Drax's Cardigan of the Galaxy
The latest installment in the Cardigans of the Galaxy series, this one is dedicated to the character Drax. This guy has to have a cardigan because you just can’t design a pullover for someone who says that nothing goes over his head (His reflexes are too fast. He would catch it…).
For a superhero, Drax is mix of both straightforward and complex: He’s not into nuances, and yet he has all these intricate designs carved all over his body. This Cardigan of the Galaxy is a nod to both: The shaping and fabric of the bodice is rustic and uncomplicated with a generous fit (Drax is a big guy) while the trim and pockets feature an intricate colorwork design that is way easier to knit than it looks (no stranding!).
Check out my latest podcast (Lyrical Knitting, Episode 2) for another look at the cardigan’s construction.
Construction of this cardi is top-down with short rows shaping the drop shoulders so that they angle downward to reduce underarm bulk (no dreaded “wings” at the shoulders either). Once you reach the underarms, the fronts are joined to the back, and you work the bodice in one piece for hours of blissful, easy, tv-knitting.
Sleeve stitches are picked up from around the armhole and worked in the round down to the cuff (no short rows). The pockets and trim are worked once the bodice is complete.
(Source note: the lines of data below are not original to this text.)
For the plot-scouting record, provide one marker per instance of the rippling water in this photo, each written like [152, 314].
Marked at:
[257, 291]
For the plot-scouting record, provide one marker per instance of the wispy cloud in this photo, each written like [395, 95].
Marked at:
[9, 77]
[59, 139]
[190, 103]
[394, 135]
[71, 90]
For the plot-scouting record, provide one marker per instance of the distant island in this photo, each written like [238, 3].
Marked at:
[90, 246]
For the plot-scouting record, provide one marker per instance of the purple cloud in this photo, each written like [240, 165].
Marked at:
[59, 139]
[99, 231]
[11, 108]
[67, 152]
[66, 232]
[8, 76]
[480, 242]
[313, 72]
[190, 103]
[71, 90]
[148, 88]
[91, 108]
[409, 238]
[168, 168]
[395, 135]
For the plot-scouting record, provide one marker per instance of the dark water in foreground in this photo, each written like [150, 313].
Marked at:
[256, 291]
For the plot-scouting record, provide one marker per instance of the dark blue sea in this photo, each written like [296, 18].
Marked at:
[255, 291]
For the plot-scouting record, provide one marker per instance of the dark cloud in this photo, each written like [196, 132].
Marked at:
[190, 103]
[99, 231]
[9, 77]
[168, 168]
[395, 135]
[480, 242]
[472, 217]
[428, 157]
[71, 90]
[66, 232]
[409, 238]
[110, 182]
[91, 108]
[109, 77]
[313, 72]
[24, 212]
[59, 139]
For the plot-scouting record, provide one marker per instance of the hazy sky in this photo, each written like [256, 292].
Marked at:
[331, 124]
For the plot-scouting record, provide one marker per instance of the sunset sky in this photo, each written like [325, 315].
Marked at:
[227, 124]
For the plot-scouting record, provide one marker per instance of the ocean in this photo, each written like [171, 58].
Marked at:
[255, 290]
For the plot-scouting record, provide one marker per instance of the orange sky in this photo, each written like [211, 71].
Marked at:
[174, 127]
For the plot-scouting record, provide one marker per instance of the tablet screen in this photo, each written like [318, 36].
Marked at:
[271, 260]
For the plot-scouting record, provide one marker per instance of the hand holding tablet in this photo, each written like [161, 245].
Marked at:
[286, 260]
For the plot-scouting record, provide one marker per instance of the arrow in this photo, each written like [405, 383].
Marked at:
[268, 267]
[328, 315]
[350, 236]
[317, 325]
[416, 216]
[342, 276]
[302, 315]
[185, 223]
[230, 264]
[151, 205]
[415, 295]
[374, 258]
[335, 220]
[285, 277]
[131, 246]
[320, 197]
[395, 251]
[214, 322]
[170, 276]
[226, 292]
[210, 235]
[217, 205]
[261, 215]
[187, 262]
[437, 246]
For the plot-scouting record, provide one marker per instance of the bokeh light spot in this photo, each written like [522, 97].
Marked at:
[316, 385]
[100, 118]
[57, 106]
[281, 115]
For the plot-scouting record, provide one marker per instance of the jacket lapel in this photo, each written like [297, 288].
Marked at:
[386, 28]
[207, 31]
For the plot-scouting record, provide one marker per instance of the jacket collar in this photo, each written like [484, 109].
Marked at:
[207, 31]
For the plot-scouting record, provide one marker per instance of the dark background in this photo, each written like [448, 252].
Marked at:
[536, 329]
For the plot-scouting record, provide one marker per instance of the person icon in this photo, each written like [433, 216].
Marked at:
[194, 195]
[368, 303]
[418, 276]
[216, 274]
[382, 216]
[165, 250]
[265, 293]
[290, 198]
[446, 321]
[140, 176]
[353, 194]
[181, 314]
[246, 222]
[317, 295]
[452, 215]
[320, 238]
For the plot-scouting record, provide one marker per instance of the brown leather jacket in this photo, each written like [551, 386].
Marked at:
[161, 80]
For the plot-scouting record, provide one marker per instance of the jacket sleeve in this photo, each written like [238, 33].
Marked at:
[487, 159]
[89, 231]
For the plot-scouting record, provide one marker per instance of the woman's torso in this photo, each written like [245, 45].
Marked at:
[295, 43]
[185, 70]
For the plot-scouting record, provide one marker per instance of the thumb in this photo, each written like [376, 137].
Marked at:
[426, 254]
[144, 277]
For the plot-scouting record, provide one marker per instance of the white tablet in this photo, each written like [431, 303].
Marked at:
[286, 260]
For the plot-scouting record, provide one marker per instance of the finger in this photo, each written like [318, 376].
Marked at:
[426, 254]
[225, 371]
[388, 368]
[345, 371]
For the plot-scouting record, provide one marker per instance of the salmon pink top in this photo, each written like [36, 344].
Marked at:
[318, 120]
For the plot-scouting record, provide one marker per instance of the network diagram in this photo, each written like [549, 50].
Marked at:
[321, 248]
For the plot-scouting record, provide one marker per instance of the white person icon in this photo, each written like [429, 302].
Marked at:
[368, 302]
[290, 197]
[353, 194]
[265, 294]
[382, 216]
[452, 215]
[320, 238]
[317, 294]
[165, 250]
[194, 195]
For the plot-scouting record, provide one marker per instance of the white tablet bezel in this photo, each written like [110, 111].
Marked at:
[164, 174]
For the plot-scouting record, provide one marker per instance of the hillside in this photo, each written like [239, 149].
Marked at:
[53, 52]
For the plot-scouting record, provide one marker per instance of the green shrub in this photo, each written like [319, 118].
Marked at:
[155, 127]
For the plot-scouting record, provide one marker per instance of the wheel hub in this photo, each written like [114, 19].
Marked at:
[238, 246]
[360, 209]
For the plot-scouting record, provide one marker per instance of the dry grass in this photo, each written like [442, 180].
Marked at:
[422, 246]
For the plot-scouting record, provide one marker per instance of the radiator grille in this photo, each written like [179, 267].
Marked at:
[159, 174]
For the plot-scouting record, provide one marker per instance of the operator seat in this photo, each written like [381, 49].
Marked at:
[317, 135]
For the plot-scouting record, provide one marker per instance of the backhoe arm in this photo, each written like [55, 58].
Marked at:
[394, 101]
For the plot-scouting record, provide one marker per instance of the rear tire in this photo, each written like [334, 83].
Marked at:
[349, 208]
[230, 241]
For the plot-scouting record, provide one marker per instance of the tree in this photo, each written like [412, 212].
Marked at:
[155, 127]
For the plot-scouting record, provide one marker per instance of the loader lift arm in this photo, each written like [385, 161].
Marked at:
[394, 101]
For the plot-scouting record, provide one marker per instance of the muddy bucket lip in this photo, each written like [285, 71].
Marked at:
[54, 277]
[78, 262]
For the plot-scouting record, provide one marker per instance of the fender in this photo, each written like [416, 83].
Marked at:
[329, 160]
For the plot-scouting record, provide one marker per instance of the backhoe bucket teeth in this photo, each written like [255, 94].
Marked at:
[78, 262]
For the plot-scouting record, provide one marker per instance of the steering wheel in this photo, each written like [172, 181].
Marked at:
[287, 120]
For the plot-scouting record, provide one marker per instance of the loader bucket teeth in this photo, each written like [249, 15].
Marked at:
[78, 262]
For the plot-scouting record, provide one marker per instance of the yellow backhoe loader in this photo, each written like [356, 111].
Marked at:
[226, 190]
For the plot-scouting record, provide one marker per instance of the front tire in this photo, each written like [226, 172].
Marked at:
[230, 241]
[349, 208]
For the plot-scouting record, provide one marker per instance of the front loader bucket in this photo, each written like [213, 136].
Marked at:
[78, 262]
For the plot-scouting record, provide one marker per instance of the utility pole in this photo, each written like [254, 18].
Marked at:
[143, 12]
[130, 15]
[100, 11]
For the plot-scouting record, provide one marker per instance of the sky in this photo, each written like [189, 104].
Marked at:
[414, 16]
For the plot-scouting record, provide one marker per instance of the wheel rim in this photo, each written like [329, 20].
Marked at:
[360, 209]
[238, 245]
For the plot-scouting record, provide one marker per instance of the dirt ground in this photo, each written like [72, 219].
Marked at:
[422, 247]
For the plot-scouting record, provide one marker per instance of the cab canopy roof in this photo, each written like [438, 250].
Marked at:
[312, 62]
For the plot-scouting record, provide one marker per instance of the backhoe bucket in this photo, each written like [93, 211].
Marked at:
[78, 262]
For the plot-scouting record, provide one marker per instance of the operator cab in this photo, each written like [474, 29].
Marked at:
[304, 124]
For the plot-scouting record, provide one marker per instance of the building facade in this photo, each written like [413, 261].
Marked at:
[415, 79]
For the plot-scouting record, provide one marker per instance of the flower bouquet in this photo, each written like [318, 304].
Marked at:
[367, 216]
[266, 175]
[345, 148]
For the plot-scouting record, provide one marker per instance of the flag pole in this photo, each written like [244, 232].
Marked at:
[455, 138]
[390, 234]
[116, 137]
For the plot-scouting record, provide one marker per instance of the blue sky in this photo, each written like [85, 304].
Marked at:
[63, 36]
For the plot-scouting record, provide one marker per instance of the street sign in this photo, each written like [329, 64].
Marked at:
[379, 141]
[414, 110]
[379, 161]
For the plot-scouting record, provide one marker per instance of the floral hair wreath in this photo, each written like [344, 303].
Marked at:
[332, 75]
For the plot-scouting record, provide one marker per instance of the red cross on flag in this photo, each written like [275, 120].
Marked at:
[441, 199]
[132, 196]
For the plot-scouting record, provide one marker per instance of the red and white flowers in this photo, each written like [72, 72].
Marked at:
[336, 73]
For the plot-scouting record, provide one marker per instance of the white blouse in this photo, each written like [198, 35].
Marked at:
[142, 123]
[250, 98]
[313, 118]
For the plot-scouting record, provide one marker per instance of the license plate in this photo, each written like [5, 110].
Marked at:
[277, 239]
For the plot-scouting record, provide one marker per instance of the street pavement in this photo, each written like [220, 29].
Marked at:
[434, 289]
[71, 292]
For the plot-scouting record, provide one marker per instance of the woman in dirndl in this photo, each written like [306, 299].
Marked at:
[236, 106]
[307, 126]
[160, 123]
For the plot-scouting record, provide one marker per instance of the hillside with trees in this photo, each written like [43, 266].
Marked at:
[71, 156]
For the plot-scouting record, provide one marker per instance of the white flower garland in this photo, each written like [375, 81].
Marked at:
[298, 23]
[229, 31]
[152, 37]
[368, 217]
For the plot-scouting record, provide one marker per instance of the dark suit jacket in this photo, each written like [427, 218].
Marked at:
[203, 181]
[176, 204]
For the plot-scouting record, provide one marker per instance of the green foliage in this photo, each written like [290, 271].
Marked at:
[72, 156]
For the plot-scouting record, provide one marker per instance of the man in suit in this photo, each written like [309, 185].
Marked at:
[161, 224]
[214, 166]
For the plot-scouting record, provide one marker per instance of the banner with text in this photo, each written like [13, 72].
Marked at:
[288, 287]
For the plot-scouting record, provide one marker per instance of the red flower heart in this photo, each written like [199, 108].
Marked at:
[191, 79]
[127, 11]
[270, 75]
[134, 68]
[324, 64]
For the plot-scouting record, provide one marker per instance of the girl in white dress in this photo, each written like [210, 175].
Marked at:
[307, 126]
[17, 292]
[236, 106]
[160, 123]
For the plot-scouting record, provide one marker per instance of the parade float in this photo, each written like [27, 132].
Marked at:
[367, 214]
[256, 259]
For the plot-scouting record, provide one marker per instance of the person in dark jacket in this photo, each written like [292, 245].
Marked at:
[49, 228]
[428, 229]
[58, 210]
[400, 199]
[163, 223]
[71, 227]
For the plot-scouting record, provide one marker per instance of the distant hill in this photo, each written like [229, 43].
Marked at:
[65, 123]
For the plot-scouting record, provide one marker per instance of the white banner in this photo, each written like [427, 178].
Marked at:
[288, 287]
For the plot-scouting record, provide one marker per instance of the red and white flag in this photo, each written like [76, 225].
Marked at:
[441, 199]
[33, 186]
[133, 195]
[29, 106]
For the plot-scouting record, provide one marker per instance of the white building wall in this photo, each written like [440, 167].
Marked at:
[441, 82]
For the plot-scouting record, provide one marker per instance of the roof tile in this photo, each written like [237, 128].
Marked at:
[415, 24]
If you’re new to Mosaic colorwork, this is a great project to learn the technique--the directions are both charted and written out (line-by-line), the pockets are small and provide great practice, and the trim also features buttonholes that are worked into the bindoff for a super easy addition.
Note about the yarn: While the Brooklyn Tweed Loft yarn is labeled as fingering weight, for many knitters, it acts more like a DK. The resulting fabric (at 21 sts & 31 rows/4”) is light, lofty, and rustic. If you’re looking to substitute a different yarn, look for something that is woolenspun and a similar weight. On the other hand, you can certainly knit this up in a sport weight or true DK yarn--your fabric will be heavier, so keep that in mind. And if your row gauge doesn’t match the pattern’s, that’s ok, too--I’ve provided suggestions in the pattern to make sure that you can compensate and modify for a different row gauge.
Finished bust measurements 33.5(36, 39.5, 42, 45, 48, 51)” require
5(5, 6, 6, 6, 7) skeins of the main color (MC) Brooklyn Tweed Loft (275 yds/skein shown in Snowbound), and
1(1, 1, 1, 1, 1, 1) skeins of the contrasting color (CC) Brooklyn Tweed Loft (275 yds/skein, shown in Longjohns), or approximately
1200(1300, 1420, 1520, 1660, 1820) yards of sport weight yarn for the MC
90(100, 110, 120, 130, 140) yards of sport weight yarn for the CC.
Drax is so Versatile
This was my first Mary Annarella project and it won't be my last. The instructions are clear and easy to follow. I decided to make mine a vest since I wear those more often than sweaters. I also made it with a bright contrasting color to wear when I read books to the children at the library during Puppet Story Time. The pattern made it easy to adjust. I also love the 'try it on as you go' top-down instructions. A winner all around!